The knowledge base comprised 24 specialist-curated templates spanning different specialties like infectious disease, hematology, endocrinology, cardiology, gastroenterology, and neurology, containing 1,240 clinical decision points. Each template was constructed through a structured Delphi process with a group of specialists at Stanford Medicine. Templates covered both common presentations (e.g., “elevated TSH management”) and specialty-specific scenarios (e.g., “neutropenia evaluation in oncology patients”).

These templates represented the standard referral guidance documents used within Stanford’s eConsult program. Each template was converted to plain text and embedded using the same sentence-transformer model, creating a searchable embedding database.

Technical Implementation

The embedding pipeline and retrieval system were implemented in Python, utilizing the sentence-transformers library for embedding generation, scikit-learn for cosine similarity computations, and LangChain for efficient vector storage and retrieval. All evaluation code, including data handling, embedding generation, and performance computation, was run locally and reproducibly using open-source libraries such as NumPy, pandas, and FAISS for efficient vector operations.

Validation Dataset

For validation, we utilized all available historical eConsult records from Stanford Health Care’s clinical data warehouse that met our inclusion criteria, yielding 434 queries across five specialties (cardiology, urology, gynecology, pulmonology, and nephrology). However, during evaluation, the system could choose from all 24 available eConsult specialty templates (e.g., endocrinology, hematology, rheumatology, psychiatry, gastroenterology, etc.). All validation data derived from eConsults was completed between July 2023 and April 2024. This dataset represents the real-world specialty routing of eConsult cases at our institution, providing an authentic test environment for the embedding-based routing system. All data were de-identified following the Safe Harbor method following National Institute of Standards and Technology (NIST) guidelines. Additionally, clinical text was anonymized using the TiDE algorithm to ensure compliance with privacy regulations25. Table 1 presents the distribution of medical specialties in the dataset, showing the number of cases for each specialty.

Table 1.

Distribution of clinical questions across five specialties in the validation dataset.

graphic file with name AMIASYMPROC-2025-9210-t1.jpg

Outcome Measures and Analysis

The primary outcome was concordance between the system’s specialty prediction and the actual specialty that answered the clinical question in the retrospective eConsult data set (‘ground truth specialty’). This ground truth reflects real-world routing decisions made by clinicians and specialists within Stanford’s eConsult system. Since related templates like “Pulmonology” and “Interventional Pulmonology” exist, we grouped these together, counting both as correct matches to the same specialty category.

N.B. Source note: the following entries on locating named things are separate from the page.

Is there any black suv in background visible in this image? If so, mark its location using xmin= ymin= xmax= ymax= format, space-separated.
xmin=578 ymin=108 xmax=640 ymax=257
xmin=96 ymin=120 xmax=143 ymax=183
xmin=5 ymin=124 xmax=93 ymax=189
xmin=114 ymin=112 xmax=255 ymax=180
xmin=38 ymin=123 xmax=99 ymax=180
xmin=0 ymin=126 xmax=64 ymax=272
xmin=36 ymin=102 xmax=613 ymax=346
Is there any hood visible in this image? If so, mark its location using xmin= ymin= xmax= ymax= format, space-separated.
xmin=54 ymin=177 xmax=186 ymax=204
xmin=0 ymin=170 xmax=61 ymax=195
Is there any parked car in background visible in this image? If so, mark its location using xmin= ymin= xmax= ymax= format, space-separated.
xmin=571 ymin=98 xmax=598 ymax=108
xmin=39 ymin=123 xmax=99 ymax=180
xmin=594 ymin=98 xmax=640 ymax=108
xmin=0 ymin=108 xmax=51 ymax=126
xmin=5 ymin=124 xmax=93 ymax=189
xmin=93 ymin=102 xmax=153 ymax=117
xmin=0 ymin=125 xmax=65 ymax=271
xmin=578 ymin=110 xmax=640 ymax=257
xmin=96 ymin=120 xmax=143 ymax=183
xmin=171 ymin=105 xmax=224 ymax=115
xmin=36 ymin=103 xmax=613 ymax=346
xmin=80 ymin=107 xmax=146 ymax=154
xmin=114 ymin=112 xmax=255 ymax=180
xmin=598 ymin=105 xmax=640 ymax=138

We evaluated system performance using two ranking-based metrics: success@1 and success@3. A prediction was considered a success@1 if the top-ranked template matched the ground-truth specialty assigned to the clinical question. Similarly, success@3 was defined as a correct match appearing within the top three retrieved templates.

Results

Overall Performance

As shown in Table 2, the overall success@1 accuracy was 0.87, indicating that in 87% of cases, the highest-ranked template correctly matched the ground-truth specialty. The success@3 accuracy reached 0.99, meaning that in 99% of cases, the correct specialty appeared within the top three ranked templates.

Table 2.

System performance by specialty.

graphic file with name AMIASYMPROC-2025-9210-t2.jpg

Performance varied across specialties. Cardiology achieved the highest success@1 accuracy at 0.96, while nephrology had the lowest at 0.73. Pulmonology, gynecology, and urology exhibited intermediate accuracy levels, ranging from 0.79 to 0.86. Even when the system’s top guess was wrong, the correct specialty was still included among its top three suggestions in 99% of cases for all specialties.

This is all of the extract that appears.